I'm not discriminatory - I love tomatoes of all shapes, sizes and varieties. The uglier the heirloom, the quicker it winds up in my market basket. So as I find myself straddling the divide between tomato glut and tomato drought, I've shored up the pantry for the winter ahead. Sauce, salsa, soup... I've got a few goodies stashed away that capture that summer-fresh ripeness. But my favorite preservation method, hands-down, is slow roasting them in the oven.
Slow, oven-dried tomatoes have an amazing concentrated flavor that I find irresistible. It's a method that works really well with Roma tomatoes; they're the right size and sturdiness, and they pack a wallop of intense flavor when perfectly ripe. Lucky for me, Randall brought home a bounty of the red beauties from the last day of this season's Napa Farmer's Market.
There's not much to it. Slice the tomatoes in half lengthwise, lay them in a single layer on a baking sheet, dribble them with some good olive oil and a sprinkling of Kosher salt, and put them in a 200-degree oven for a nice long, warm nap. I let mine roast for about four hours - maybe longer, depending on the size of the tomatoes. I roast them until they are just this side of completely dried; I like them to still be a little plump. Once removed from the low heat, I just let them cool before loading them into canning jars and covering them with a layer of good olive oil. I don't even bother heat-sealing the jars (at least this time around, since I only wound up with four small jars) - I've just stored them in the fridge, and it will be all I can do to not eat my entire stash before month's end.

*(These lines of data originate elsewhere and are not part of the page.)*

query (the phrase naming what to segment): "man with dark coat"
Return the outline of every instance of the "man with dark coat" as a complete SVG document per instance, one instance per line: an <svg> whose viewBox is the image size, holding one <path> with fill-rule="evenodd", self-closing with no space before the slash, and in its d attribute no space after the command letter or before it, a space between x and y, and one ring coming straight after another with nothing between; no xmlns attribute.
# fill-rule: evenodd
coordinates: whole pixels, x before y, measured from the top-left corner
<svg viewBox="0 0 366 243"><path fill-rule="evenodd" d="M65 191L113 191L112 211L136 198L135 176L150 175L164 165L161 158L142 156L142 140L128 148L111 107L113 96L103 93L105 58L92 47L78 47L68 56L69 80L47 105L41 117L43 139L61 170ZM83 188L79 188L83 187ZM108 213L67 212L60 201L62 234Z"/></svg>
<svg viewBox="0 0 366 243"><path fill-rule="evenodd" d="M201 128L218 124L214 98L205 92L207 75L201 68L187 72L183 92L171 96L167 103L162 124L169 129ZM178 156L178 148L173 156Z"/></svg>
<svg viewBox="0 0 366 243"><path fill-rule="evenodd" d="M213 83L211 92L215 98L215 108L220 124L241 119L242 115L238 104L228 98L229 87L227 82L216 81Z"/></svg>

The oven-dried tomatoes are an amazing addition to salads, awesome when tossed with pasta, or a great base for tapenades or spreads. I use them just as I would use sundried tomatoes - the possibilities are endless. So I'm set for a little bit - I don't have to let the delight of vine-ripened tomatoes go just yet.
And speaking of vine-ripened tomatoes, I wasn't the only one enjoying the summer's finest. My mom's garden back home in Salt Lake apparently was overflowing this year (see all the pictures she sent me below); she's still harvesting the last of her tomatoes and has been stockpiling them as well. Here's her method for making tomato puree that is the base for her off-the-charts good tomato soup; she freezes the puree in quart-sized Ziplock bags (thanks mom, for the great instructions!).
Tomato Puree and Tomato Soup
Contributed by Judy Angell
This base freezes well, up to a year, and when I need a fresh tasting marinara, soup, juice, or anything else using tomatoes, I pull out one or two bags depending on how much I need. It always tastes like it just came from the garden.
- Gather and wash tomatoes.
- Put in 8-quart pot with lid on to slowly cook over medium to medium-low heat (add about 1 cup of water so the bottom tomatoes don't burn)
- Clean the garlic shallots; chop and put in pot with tomatoes (My mom grows garlic shallots in her garden, pictured below; regular shallots will work as well. Add to taste.)
- Cool when all is cooked
- Ladle cooked mixture into blender; puree
- Pour puree through a small wired strainer into another eight quart pot to catch seeds and small pieces of tomato skin
- Start with a base of the tomato puree
- Add to it what you like: noodles, rice, meats, variety of vegetables (celery and onions chopped fine are my favorites)
- Simmer 20 minutes
- Salt and pepper to taste
- For an extra zing, add one to two tablespoons of sugar (this is the real secret that gives the soup just a little extra uniqueness)
- Serve hot with a dollop of sour cream and cheese crackers
Morry, I've been meaning to say from the last few posts, your photography is getting to be amazing. It was always good before, but I can tell a difference since your photo class. Thumbs up!